Na’Sean Williams-Wilson is bubbling over with enthusiasm to share the details of his eventful summer. Before class, he swings by the school-based wellness center at Howard High School of Technology, where he is a junior.

Na’Sean has big smiles and friendly banter for Pequoia Evans at the front desk and then catches up with senior social worker Karen Spring, MSS, LCSW, coordinator at the school’s wellness center.

The 17-year-old, a fan of hip-hop, poetry and dressing to impress, is looking forward to a career in finance.

It’s a new day for Na’Sean

ChristianaCare opened its first wellness center at William Penn High School in 1994 and now serves students in 20 schools in New Castle County, Delaware.

Last year, he went through a dark time after a relationship. Regular visits with Spring slowly let the light back in.

“With each visit, a piece of how I felt would disappear,” he said.

He said the counseling has paid off in the classroom, too, helping him build better relationships with his teachers and better manage his time.

ChristianaCare’s 20 school-based wellness centers offer Na’Sean and thousands of other students in New Castle County, Delaware, the highest quality care right where they need it most.

Pequoia Evans greets students at the Howard High Wellness Center and helps them set up appointments. “I love them like they’re my own,” she said.

Reading, writing and wellness

The centers offer immunizations, rapid strep throat tests and other screenings, annual check-ups, sports physicals and health education — setting children on the path to lifelong wellness.

Cydney Teal, M.D.

Having ChristianaCare nurse practitioners, social workers, dietitians and doctors on site means students miss fewer days of school and parents and guardians don’t need to take time off work for appointments.

“We know parents want the best care for their children but face so many barriers, including transportation and taking time off work,” said Cydney Teal, M.D., chair of Family and Community Medicine.

“Our health centers deliver the whole-person care that our children need to learn while seamlessly integrating it into their school day.”

“We’re here for whatever our students need,” said Wellness Center social worker Karen Spring (right), consulting here with Howard guidance counselor Kristin Coughlin.

Coming out of her shell

Michelle Lloyd is relishing the transformation she’s witnessed in her 10-year-old daughter, Niemah Beecham. The third grader is growing more resilient day by day.

Lloyd credits part of that growth to the school-based health center at Niemah’s Wilmington school, Warner Elementary. There, Niemah has developed the sort of trusting relationships that have coaxed her out of her shell.

“She’s talking to people where she wasn’t before,” Lloyd said. Her daughter’s emotional temperature is no afterthought to Lloyd; she knows that before her daughter can learn, she has to feel safe and confident.

In order to reach children at younger ages, ChristianaCare last year opened its first wellness center in an elementary school, Warner. Its second elementary school center, at Shortlidge Academy, opened this fall.

“The sooner you start to address children’s mental and physical needs, the more successful they will be,” said Dr. Teal.

Howard’s school-based wellness center team and school nurse brief new principal Kyle Hill on their partnership to keep students healthy and learning.

A prescription for success

By partnering with school nurses and students’ family doctors, the wellness centers help children navigate everyday health struggles like sore throats and upset stomachs as well as weighty emotional issues, like those stemming from trauma.

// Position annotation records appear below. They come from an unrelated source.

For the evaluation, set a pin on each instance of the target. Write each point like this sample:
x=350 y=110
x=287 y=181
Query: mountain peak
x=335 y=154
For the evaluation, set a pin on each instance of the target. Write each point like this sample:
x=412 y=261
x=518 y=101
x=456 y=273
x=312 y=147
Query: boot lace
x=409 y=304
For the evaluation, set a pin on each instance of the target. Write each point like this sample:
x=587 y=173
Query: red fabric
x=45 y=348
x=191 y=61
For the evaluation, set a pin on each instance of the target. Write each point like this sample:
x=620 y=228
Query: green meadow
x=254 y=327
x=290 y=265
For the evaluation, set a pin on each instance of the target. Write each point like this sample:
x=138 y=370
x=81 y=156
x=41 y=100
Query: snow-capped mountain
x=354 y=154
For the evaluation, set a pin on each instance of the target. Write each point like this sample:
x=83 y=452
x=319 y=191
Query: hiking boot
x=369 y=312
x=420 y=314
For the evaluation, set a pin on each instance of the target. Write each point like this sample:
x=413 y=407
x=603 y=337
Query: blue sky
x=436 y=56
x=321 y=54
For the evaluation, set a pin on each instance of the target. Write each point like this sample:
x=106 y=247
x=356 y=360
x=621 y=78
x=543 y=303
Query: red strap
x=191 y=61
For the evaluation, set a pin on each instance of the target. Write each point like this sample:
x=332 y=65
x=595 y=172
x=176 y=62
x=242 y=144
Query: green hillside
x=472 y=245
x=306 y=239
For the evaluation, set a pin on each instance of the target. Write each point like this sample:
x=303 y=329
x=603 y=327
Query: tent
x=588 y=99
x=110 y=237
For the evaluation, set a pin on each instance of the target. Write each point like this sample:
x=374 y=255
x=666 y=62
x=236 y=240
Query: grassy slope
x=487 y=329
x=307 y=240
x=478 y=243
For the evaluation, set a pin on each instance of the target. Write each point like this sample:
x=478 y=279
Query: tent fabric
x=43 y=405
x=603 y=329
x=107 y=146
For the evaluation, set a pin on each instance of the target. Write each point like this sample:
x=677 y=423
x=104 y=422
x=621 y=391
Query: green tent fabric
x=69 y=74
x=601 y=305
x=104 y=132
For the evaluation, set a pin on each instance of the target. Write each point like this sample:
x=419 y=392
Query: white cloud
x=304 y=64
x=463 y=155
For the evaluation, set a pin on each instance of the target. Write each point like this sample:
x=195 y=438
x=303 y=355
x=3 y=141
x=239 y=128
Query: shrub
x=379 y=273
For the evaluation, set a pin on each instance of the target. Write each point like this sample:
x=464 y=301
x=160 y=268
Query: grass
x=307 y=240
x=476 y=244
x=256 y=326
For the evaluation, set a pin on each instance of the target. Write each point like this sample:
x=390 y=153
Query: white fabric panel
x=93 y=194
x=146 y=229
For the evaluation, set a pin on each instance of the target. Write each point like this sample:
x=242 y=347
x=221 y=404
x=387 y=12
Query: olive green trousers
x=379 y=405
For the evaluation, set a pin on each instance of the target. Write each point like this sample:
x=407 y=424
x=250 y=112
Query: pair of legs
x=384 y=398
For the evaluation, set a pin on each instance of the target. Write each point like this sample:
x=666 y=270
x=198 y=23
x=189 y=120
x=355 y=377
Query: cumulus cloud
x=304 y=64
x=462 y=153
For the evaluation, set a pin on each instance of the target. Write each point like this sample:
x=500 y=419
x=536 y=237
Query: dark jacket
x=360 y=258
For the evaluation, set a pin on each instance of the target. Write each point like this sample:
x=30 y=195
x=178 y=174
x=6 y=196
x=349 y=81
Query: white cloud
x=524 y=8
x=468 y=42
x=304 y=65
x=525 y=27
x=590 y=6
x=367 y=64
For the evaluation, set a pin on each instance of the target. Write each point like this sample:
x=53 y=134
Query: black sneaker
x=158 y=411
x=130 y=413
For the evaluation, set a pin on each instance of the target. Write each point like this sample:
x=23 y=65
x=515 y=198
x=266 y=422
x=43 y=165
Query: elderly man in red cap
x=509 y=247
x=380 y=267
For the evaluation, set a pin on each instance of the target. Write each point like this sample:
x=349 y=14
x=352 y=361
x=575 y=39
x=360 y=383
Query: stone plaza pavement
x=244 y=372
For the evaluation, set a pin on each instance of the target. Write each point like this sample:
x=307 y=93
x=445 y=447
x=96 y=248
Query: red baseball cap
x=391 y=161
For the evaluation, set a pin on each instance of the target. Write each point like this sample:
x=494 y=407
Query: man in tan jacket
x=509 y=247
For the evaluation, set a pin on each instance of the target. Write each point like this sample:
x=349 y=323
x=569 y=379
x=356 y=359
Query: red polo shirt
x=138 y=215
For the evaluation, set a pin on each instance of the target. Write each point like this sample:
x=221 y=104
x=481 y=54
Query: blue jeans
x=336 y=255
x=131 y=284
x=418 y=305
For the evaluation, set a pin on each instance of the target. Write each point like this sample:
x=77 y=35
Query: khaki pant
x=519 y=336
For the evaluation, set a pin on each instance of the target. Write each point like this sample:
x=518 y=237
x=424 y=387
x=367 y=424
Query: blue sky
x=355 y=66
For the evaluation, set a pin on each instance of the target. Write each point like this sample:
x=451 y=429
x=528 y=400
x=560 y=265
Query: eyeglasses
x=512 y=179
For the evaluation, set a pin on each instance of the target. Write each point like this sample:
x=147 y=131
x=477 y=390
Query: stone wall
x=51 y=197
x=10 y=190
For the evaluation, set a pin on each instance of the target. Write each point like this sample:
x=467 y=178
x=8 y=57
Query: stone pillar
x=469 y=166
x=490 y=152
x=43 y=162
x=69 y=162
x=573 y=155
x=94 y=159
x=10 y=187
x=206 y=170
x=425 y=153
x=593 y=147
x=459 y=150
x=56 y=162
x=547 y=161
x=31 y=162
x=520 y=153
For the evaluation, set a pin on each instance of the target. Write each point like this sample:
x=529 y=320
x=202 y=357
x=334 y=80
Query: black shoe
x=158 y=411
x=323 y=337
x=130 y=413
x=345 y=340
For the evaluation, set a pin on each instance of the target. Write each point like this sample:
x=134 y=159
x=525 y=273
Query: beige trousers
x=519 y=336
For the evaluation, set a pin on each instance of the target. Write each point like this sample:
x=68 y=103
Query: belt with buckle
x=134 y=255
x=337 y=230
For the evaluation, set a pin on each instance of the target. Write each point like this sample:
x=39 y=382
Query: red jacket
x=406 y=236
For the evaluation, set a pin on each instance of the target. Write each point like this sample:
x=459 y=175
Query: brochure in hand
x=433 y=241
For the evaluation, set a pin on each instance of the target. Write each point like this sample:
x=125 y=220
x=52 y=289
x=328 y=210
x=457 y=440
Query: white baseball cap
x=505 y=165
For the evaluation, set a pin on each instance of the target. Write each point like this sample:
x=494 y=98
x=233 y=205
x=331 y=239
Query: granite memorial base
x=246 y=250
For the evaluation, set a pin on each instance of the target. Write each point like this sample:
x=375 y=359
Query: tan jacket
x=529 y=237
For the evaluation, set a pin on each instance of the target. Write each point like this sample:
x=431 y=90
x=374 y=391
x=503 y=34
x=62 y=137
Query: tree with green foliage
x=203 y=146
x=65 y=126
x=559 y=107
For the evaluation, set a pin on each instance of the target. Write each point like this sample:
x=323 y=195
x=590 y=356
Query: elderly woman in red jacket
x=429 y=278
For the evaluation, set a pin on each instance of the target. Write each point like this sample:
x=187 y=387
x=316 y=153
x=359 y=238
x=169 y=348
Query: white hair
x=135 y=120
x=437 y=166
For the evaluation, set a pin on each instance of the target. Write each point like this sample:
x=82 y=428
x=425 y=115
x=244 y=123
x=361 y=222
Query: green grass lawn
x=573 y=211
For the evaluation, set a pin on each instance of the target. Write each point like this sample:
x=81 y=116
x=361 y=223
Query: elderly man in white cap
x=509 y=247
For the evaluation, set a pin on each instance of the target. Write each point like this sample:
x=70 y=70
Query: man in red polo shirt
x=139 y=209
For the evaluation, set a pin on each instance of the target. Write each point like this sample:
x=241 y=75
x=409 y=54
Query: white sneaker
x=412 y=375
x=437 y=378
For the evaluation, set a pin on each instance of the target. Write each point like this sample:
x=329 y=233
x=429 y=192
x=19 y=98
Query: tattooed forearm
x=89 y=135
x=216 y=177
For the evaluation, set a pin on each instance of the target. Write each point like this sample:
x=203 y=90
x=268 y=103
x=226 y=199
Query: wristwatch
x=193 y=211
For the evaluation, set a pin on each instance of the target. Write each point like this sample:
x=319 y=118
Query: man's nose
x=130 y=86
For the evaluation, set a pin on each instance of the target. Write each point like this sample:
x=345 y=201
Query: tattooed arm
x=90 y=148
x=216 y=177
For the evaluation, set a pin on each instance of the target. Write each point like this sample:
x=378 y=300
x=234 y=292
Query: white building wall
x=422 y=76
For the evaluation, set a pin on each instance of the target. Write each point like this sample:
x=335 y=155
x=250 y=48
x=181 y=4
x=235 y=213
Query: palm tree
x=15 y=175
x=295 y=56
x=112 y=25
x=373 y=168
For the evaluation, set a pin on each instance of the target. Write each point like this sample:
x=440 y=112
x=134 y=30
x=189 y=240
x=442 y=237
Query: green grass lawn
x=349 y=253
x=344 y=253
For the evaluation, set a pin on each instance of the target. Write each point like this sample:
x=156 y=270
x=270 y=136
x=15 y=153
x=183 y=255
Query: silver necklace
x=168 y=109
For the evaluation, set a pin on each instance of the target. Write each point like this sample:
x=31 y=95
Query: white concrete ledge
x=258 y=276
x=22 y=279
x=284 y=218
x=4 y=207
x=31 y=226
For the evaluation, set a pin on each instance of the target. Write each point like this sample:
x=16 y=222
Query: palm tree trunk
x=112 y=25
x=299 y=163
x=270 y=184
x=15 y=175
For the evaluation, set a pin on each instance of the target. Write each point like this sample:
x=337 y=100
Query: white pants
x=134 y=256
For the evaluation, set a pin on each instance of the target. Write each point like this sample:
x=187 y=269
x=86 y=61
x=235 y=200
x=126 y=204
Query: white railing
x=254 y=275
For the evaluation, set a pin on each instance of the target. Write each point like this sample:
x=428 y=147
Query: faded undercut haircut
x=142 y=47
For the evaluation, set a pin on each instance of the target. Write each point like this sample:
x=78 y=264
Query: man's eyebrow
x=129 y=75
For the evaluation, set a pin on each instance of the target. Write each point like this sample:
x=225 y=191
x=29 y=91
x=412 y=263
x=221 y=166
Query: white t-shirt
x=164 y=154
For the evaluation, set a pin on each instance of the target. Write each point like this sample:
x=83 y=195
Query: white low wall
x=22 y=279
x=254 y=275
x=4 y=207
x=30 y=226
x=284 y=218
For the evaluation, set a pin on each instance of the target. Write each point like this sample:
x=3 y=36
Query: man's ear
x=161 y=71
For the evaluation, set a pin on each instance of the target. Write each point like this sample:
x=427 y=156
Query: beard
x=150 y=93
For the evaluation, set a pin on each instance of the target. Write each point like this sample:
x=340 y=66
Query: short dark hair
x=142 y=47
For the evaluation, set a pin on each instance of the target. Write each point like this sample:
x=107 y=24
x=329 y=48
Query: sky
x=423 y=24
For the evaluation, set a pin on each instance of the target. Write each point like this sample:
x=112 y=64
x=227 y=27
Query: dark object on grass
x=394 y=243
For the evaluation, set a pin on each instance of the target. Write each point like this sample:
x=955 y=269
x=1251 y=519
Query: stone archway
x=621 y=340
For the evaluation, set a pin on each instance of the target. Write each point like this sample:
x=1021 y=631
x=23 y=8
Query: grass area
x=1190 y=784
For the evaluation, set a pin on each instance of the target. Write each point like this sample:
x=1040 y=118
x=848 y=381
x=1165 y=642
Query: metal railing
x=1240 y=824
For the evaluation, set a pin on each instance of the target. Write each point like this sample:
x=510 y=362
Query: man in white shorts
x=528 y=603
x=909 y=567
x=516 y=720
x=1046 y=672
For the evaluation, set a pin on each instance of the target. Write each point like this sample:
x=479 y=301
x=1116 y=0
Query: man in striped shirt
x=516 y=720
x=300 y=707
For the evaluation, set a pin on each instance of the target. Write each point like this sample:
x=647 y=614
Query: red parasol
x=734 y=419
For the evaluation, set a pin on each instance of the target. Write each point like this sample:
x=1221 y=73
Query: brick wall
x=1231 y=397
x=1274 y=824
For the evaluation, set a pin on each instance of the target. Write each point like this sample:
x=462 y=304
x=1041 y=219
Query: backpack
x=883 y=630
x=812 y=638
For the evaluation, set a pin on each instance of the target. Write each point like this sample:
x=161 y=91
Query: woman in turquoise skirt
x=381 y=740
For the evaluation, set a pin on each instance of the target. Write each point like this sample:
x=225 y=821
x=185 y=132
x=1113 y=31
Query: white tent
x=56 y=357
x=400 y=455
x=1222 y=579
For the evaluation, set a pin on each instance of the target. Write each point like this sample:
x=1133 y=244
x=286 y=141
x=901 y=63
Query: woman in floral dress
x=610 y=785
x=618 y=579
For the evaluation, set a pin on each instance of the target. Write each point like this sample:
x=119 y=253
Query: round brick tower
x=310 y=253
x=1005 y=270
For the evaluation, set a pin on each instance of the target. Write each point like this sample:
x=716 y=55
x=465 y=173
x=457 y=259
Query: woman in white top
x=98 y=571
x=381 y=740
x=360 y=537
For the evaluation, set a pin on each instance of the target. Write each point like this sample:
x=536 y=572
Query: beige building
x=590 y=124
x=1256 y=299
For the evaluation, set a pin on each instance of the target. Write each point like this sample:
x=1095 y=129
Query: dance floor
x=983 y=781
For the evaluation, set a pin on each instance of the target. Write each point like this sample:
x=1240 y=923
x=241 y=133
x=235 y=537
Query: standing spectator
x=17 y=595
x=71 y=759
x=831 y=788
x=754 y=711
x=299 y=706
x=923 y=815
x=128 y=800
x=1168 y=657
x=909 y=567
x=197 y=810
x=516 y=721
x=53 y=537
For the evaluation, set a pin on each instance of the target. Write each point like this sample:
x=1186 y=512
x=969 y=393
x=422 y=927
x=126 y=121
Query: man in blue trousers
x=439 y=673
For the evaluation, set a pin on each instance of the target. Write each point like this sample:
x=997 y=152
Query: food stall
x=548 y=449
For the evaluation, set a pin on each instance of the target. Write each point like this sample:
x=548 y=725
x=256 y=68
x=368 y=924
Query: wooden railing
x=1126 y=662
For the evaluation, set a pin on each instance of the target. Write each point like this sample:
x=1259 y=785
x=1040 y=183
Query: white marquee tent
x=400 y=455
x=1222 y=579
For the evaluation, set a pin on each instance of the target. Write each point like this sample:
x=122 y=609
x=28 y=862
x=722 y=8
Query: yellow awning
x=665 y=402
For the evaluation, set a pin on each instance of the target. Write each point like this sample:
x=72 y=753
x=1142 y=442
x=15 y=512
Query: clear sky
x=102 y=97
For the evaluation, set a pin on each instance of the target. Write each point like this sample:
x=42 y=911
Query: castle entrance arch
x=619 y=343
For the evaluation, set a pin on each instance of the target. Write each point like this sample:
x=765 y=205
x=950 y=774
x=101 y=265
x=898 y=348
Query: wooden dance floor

Spring said it’s not unusual for students to come to school carrying the burden of witnessing or suffering traumatic events. Many of these students don’t see their experiences as remarkable — they may talk about the violent death of a friend in a way that seems casual — but they carry the consequences with them.

They may act out in class as an element of post-traumatic stress disorder, and the effects of trauma can be subtle, too. A student could have aches and pains with no obvious cause.

In-school access to health care may mean the difference between catching a child’s mental and physical issues early or waiting for years as the consequences mount, said Warner Elementary Principal Terrance Newton.

With compassion and care that students find in the ChristianaCare wellness centers, they are finding the support and the courage to overcome those barriers.

“The relationships they form with caregivers in our wellness center help to make them more comfortable and meet their social-emotional needs,” said Newton.

Niemah goes to the Warner health center occasionally to read with social worker Marie Miller, LCSW. In this warm, safe setting, she’s also building health literacy — learning the role of her immune system in fever. Her mom enjoys the convenience of in-school doctor’s visits, and she sees the health effects on her daughter in larger terms, too.

“She’s a lot calmer, more resilient.”